A story is not meant to be “useful” in the sense that most people use the word. I view economics as useful in the sense that Chekhov’s stories are useful—it inspires new ideas and clarifies situations and concepts. … [Rodrik] is aware … “Mischief occurs when economists begin to treat a model as the model. Then the narrative takes on a life of its own and becomes dislodged from the setting that produced it. It turns into an all-purpose explanation that obscures alternative, and potentially more useful, story lines”.

A story is not testable. But when we read a story, we ask ourselves whether it has any connection to reality. In doing so, we are essentially trying to assess whether the basic scenario of the story is a reasonable one, rather than whether the end of the story rings true. … Similarly, … testing an economic model should be focused on its assumptions, rather than its predictions.

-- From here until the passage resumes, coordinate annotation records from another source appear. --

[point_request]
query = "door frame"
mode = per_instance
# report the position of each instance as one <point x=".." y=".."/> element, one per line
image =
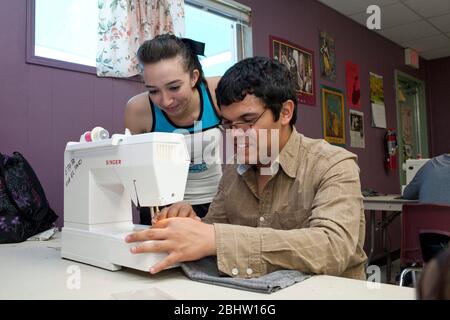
<point x="423" y="122"/>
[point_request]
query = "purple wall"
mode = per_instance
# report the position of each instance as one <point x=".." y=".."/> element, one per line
<point x="439" y="101"/>
<point x="42" y="108"/>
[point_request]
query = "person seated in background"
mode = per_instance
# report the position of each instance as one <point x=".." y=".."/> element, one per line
<point x="300" y="210"/>
<point x="434" y="283"/>
<point x="431" y="184"/>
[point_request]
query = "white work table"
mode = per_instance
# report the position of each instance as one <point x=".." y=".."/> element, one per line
<point x="34" y="270"/>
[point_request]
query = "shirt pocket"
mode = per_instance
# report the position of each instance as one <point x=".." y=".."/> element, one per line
<point x="289" y="218"/>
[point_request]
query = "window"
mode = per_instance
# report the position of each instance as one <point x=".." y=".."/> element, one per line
<point x="224" y="27"/>
<point x="64" y="33"/>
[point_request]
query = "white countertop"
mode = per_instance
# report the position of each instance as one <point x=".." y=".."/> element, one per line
<point x="35" y="270"/>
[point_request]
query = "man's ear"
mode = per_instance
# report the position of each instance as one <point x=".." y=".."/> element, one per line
<point x="194" y="77"/>
<point x="287" y="110"/>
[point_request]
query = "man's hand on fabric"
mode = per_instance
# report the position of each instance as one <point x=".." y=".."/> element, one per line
<point x="184" y="239"/>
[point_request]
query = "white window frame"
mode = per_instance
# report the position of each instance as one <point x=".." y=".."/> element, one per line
<point x="227" y="8"/>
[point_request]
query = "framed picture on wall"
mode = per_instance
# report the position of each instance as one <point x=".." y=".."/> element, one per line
<point x="333" y="115"/>
<point x="327" y="57"/>
<point x="300" y="62"/>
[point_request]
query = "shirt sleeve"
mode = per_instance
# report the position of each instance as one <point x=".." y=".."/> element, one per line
<point x="411" y="191"/>
<point x="325" y="247"/>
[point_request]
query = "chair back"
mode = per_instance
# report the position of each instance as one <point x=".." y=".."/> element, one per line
<point x="430" y="220"/>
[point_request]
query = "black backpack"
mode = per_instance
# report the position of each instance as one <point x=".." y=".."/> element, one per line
<point x="24" y="209"/>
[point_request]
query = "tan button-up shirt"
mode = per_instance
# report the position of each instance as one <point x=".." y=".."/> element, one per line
<point x="310" y="216"/>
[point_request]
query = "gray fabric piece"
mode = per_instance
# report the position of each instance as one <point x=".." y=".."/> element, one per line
<point x="205" y="270"/>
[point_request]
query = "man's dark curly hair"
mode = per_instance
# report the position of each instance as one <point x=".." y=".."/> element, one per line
<point x="267" y="79"/>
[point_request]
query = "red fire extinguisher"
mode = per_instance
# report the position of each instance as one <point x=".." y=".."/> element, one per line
<point x="391" y="146"/>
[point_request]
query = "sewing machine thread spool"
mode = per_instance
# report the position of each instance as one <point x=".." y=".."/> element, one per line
<point x="99" y="133"/>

On this point, I am in agreement with Economics Rules: “. . . what matters to the empirical relevance of a model is the realism of its critical assumptions”.

… on facts:

The big “problem” with interpreting data collected from experiments, whether in the field or in the lab, is that the researchers themselves are subject to the profession’s incentive system. The standard statistical tests capture some aspects of randomness in the results, but not the uncertainty regarding such things as the purity of the experiment, the procedure used to collect the data, the reliability of the researchers, and the differences in how the experiment was perceived between the researcher and the subjects. These problems, whether they are the result of intentional sleight of hand or the natural tendency of researchers to ignore inconvenient data, make me somewhat skeptical about “economic facts.”

Roger Farmer’s “Prosperity for All”

On his blog, Roger Farmer advertizes his new book, “Prosperity for All,” and argues that governments should stabilize asset prices:

Following the Great Stagflation of the 1970s, economists backtracked and revived the classical economic theory that had dominated academic economics for a hundred and fifty years, beginning with Adam Smith in 1776 and culminating in the business cycle theory described by Keynes’s contemporary Arthur Pigou in his 1927 book, Industrial Fluctuations. That backtrack was a big mistake. It is time to realize that much, but not all, of Keynesian economics is correct. …

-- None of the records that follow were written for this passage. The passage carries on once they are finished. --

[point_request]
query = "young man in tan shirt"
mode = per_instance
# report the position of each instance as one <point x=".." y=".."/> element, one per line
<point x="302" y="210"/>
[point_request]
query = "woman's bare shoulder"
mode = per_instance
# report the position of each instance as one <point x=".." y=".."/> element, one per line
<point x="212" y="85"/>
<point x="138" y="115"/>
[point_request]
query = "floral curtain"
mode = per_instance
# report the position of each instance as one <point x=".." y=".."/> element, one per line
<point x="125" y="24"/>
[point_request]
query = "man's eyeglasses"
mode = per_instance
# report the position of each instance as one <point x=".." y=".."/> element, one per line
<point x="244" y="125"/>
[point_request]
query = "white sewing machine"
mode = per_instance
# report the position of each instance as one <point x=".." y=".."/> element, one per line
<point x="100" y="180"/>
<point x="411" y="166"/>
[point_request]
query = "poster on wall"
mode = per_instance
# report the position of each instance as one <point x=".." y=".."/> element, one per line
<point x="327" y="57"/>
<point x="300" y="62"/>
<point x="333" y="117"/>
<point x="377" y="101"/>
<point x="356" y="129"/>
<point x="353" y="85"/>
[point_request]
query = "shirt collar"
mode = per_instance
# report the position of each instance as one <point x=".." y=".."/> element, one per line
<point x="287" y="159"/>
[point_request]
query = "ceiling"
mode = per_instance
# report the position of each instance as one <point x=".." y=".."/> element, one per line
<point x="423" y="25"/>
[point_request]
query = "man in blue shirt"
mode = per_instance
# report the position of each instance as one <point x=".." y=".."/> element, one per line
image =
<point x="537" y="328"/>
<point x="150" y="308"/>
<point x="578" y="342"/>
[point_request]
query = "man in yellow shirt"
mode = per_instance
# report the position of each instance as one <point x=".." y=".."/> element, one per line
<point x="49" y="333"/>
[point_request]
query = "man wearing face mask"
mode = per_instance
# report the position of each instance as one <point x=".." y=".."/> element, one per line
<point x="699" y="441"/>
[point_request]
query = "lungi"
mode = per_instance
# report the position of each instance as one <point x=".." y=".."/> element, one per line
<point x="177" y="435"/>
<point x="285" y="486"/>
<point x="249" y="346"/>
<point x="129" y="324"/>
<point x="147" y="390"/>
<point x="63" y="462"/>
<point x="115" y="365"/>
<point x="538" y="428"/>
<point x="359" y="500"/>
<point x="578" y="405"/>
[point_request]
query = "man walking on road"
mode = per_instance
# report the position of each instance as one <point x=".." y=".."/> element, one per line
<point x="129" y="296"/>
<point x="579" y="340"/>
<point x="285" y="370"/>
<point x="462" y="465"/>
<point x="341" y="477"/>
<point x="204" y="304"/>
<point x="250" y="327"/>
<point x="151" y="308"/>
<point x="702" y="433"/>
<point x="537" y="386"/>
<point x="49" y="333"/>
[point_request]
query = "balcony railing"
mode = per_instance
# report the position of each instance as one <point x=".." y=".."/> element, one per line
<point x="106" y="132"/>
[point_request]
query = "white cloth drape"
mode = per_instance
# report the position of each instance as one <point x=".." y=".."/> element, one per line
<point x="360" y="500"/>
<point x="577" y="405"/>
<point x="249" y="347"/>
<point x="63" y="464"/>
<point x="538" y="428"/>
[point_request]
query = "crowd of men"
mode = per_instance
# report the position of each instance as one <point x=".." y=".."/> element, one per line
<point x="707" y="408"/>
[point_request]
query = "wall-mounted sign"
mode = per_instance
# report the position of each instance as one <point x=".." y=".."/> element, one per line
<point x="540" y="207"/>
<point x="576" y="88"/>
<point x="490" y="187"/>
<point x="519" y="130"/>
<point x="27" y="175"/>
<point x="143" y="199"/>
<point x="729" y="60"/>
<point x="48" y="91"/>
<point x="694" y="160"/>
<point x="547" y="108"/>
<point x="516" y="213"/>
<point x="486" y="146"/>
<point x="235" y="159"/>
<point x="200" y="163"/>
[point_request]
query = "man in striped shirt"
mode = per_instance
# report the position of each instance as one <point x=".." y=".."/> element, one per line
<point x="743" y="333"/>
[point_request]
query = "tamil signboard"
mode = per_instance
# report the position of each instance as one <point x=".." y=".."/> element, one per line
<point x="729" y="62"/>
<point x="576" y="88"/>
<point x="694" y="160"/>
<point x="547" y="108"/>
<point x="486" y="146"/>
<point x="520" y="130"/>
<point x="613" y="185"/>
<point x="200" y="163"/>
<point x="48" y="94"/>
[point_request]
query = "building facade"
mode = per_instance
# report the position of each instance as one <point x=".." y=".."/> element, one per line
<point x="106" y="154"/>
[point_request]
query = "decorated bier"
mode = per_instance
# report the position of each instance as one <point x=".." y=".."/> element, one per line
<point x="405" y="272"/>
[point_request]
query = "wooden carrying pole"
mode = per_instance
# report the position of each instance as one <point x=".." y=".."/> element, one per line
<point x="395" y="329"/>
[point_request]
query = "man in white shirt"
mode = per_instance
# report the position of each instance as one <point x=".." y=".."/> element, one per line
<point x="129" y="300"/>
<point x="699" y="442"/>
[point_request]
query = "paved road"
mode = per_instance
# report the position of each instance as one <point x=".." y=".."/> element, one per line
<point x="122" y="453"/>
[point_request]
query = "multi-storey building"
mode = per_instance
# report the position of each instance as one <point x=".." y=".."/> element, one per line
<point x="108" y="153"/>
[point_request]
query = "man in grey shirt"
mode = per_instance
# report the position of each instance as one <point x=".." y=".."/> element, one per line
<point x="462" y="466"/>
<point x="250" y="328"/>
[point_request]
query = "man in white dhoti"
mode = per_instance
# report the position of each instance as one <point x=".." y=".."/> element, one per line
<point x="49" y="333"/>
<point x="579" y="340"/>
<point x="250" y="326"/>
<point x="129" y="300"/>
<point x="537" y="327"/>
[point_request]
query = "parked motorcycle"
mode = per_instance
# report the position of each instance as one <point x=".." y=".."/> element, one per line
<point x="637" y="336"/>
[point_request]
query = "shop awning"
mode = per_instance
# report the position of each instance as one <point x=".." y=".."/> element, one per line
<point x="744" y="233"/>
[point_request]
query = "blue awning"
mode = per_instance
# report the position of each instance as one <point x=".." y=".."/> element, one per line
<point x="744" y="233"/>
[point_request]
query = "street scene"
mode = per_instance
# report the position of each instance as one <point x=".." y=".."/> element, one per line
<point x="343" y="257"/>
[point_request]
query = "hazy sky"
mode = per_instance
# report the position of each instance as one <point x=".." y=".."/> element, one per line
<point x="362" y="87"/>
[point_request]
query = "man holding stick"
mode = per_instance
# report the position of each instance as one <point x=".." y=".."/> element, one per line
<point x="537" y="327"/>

In my book Prosperity for All: How to Prevent Financial Crises, … I do not conclude that more government spending is the right way to cure a depression. Instead, I argue for a new policy in which central banks and national treasuries systematically intervene in financial markets to prevent the swings in asset prices that have such debilitating effects on all of our lives.

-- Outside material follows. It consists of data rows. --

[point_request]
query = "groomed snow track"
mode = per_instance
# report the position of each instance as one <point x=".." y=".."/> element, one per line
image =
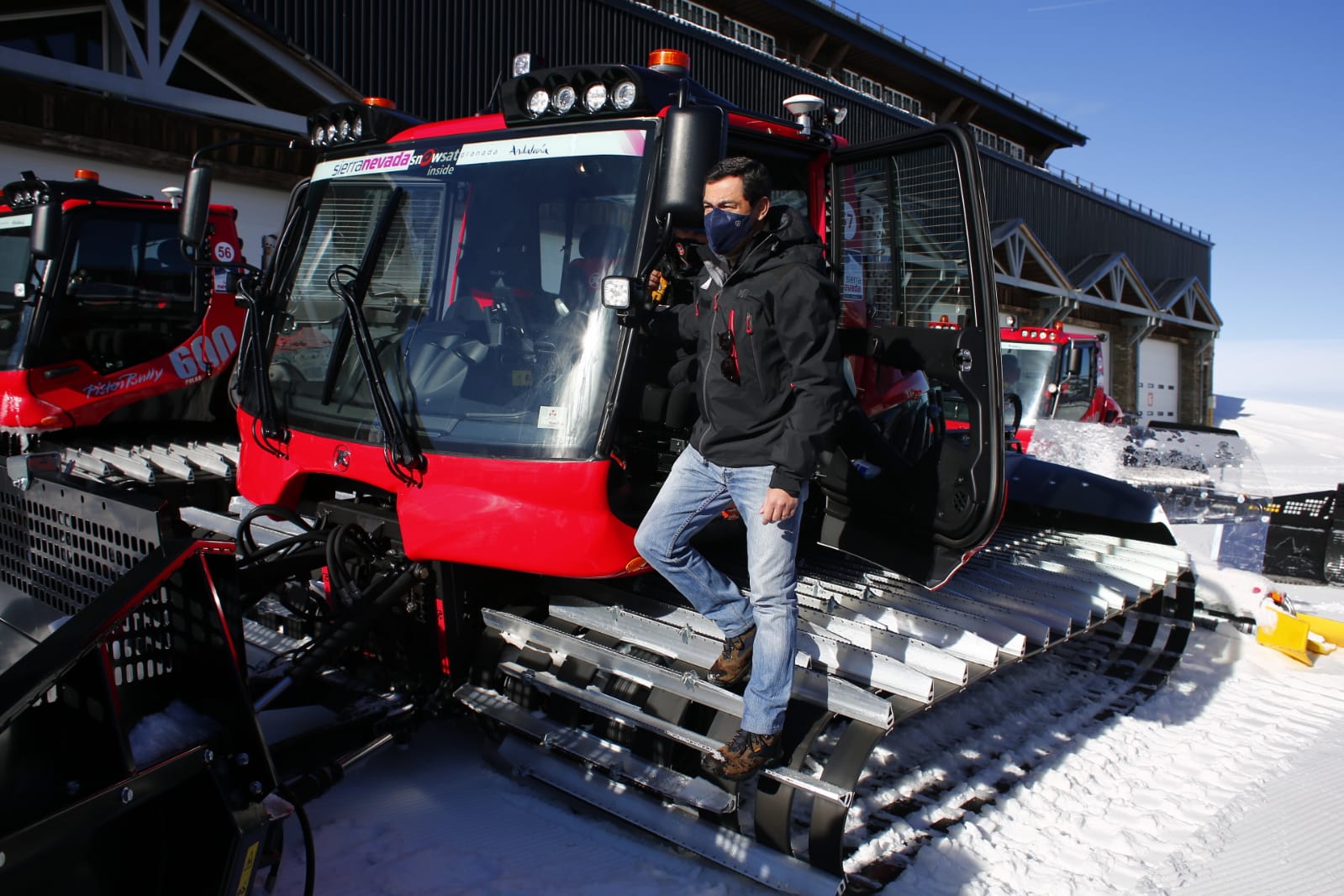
<point x="606" y="698"/>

The control of asset prices will seem like a bold step to some, but so too did the control of the interest rates by the Open Market Committee of the Federal Reserve System when it was first introduced in 1913. We do not have to accept hyperinflations of the kind that occurred in 1920s Germany. Nor should we be content with the 50% unemployment rates that plague young people in Greece today. By designing a new institution, based on the modern central bank, we can and must ensure Prosperity for All.

And in another post:

The New Keynesian agenda is the child of the neoclassical synthesis and, like the IS-LM model before it, New Keynesian economics inherits the mistakes of the bastard Keynesians. It misses two key Keynesian concepts: (1) there are multiple equilibrium unemployment rates and (2) beliefs  are fundamental. My work brings these concepts back to center stage and integrates the Keynes of the General Theory with the microeconomics of general equilibrium theory in a new way.